The NHS has a unique opportunity to become a world leader in machine learning efforts for preventative disorder and disease detection, as it has a longer history than most socialist healthcare systems, and therefore (although records can be chaotic) a better data history. However, whilst the body of data the NHS generates is vast and rich, a lot of work has to be carried out in order to make that data useful for machine learning: it needs to be shaped into the right format, meaningful features must be identified and included, missing data removed as well as sensitive information, etc. The work of pre-processing and cleaning data is a significant and resource-intensive part of any machine learning work. As such, it means that in order for the NHS to take advantage of the opportunities it has, it will have to employ a substantial workforce just to do the manual dirty work of cleaning, transforming and make the data ‘useful’. And this is only the first necessary step: partnerships such as Deepmind will need to broaden, as it is unlikely that the NHS will find a broad enough pool of AI workers within itself. Provided internal government resource, through funding initiatives such as Innovate UK but also broader industrial-academic funding bodies such as NIHR, EPSRC, etc. is made available specifically for machine learning projects that bring more AI startups in direct collaboration with the NHS, we should be able to collaboratively achieve preventative targets in oncology, cardiology, and mental health.
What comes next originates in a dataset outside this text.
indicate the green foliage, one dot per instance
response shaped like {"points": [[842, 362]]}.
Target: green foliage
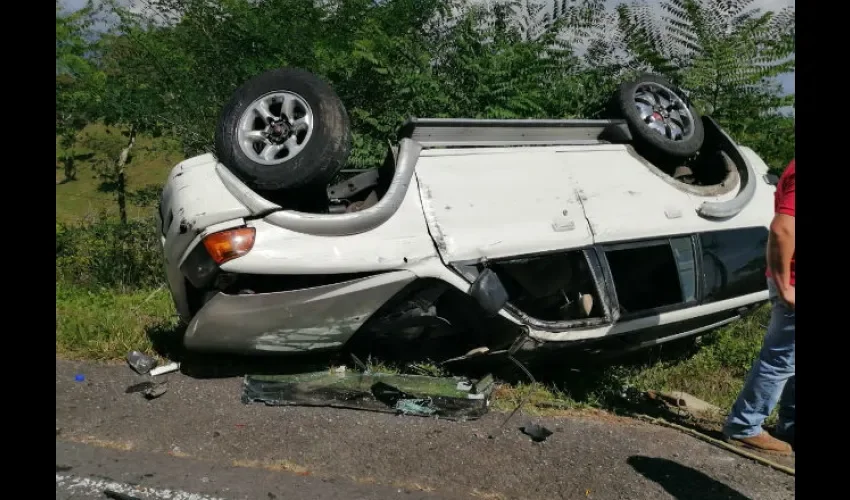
{"points": [[77, 80], [103, 253], [105, 324]]}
Is the ambition realistic?
Given enough time and resources, this ambition is not unrealistic. The key question is not necessarily whether the ambition is in and of itself unrealistic (no ML project is unrealistic given rich enough data of the right scale), but how long it will take for all the right bodies, funding, partnerships to coalesce. The NHS is not one organisation: it is a vast, complex, hybrid system, and its complexities mean it isn’t always possible for ‘it’ to move quickly. It isn’t realistic to assume the NHS will foster ML innovation in a cohesive, integrated way. More realistically, partnerships will have to be formed within its constituent bodies at a granular level.
What changes do they need to undertake to get to this stage?
There are around 250 hospital, mental health and ambulance trusts in England and over 160 Clinical Commissioning Groups (CCGs), who buy services from providers in often disparate ways that vary across trusts. Hospital and mental health trusts are largely dependent on CCGs buying services from them, such as surgery, outpatient visits, etc. and understandably, there’s some challenges in integrating all this. Projects such as the ‘Five year forward view’ and the ‘better care fund’ have been created to enable better integration of services, but it’s important that these take into account how to bring industrial and academic knowledge and technologies into the commissioning stream.
What kind of effect does this target for the NHS have on the healthtech industry?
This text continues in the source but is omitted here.